Black and white has the ability to focus the mind, the stark contrasts of monochrome distilling crucial information in the most succinct fashion possible. It is a key reason why so many watches destined for utilitarian environments are born with black dials set with bright markers and matching hands, to ensure quick and accurate time reading under any condition. Couple this with a hard-wearing stainless steel case and you have the very definition of a tool watch, be it an aviator's chronograph or a diver’s three-hander with rotating bezel.
This life under challenging conditions is part of the reason why so few Patek Philippe watches existed in the black dial, white metal combination prior to the modern era, particularly chronographs. We have a few key examples that were born in this configuration, such as the oversized Calatrava reference 530 produced with black dial and Breguet numerals housed in an acier casing, and a few reference 565 screw back watches, the most famous of which being the so-called “Night Watchman” with luminous accents, that was gifted by Patek Philippe to a member of the security detail. And, of course, we cannot forget the reference 1463 chronograph in a similar arrangement that was made for the famed entrepreneur, inventor and sportsman, Briggs Cunningham.
The undeniable beauty of the format has meant that in recent years, quite a few pieces leaving Plan-les-Ouates have featured the contrasting palette, especially on the complicated end of the range. The first model that would spring to mind for seasoned collectors would be the reference 5170G in white gold with black dial and Breguet numerals, most frequently seen due to its relatively generous production, made possible by its “simple” chronograph calibre. When the watch debuted in 2015, it was met with almost universal praise from the collectors’ community, thanks to its trifecta of highly coveted attributes, but also for presenting them in a wonderful 39.5mm package that contained one of the great, pure chronograph calibres of modern times.
Lot 275: Patek Philippe, Ref. 5970P
A reference that has become something of a grail for many enthusiasts is the reference 5970 perpetual calendar chronograph, and the final variant in platinum introduced in 2008 is the most coveted, not only for its casing in the most noble of metals, but the black dial fitted. Mounted with faceted baton hour markers, white outer tachymetre scale and interior subsidiary dials for the variety of additional calendar and chronograph indicators, the dial feels complete, and the proportions of the 40mm case make the watch eminently wearable for a wide range of wrist sizes. While the previous series reference 3970 perpetual calendar chronograph, which superseded the hallowed reference 2499, had been made available with a black dial, the vast majority featured diamond-set hour markers, and were spread across white gold and platinum, so the 5970P, in many ways, ushered in the white metal, black dial as a standardised configuration.

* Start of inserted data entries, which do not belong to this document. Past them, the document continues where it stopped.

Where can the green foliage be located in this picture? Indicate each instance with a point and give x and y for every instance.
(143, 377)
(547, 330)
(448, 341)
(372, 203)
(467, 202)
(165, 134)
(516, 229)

Lot 276 : Patek Philippe, Ref. 5370P
The situation gets even more interesting as one moves further up the complication scale to the reference 5370P. Representing something of a super 5170G black dial in many ways, the two models were introduced alongside each other in 2015, with the 5370 upping the chronograph factor by adding the rattrapante function and enlarging the case to 41mm. Looking at the details, the true elegance and value of the 5370 shine, from the lustrous enamel dial, to the carefully scalloped case, the luminous hands that lend a degree of practicality, and, of course, the split seconds button atop the crown, the 5370 is a true sleeper watch; it would attract little attention from most, but contains one of the most challenging complications to execute that could only be done by a manufacture as revered as Patek Philippe.
It is fitting to draw a line under this rundown of contemporary monochromatic Patek Philippe watches with a focus on chronographs by discussing the reference 5204P, that takes so much of what makes the 5370P great, and combines it with the perpetual calendar complication. With its more traditional step legs and marginally more compact diameter, although slightly thicker due to the calendar functions, the reference 5204 is easy to overlook in the Patek Philippe range, particularly when they are so rarely seen in the wild, but it has be considered among the greatest watches from the company’s recent catalogue.
Underneath it all, what makes the combination so satisfying on the wrist for those lucky enough to enjoy it? Perhaps it is the juxtaposition of what many to consider to be the greatest of manufacturers in the echelons of haute horology, replete with all the fine finishing and attention to detail that one would expect, using a configuration that is most commonly seen on a utilitarian models from less prestigious brands that are destined for a far less pampered life.
There is also the stealth factor when wearing these references; platinum and white gold can easily pass for stainless steel to the unsuspecting admirer, and the black dial ensures that it only draws the eyes of those who are really looking for it, and, of course, the legibility factor that we opened this discussion with, as well as the overall aesthetic merits of the combination. Whatever the justification, it is hard to deny the beauty of these watches, and the pleasure that their owners derive from them.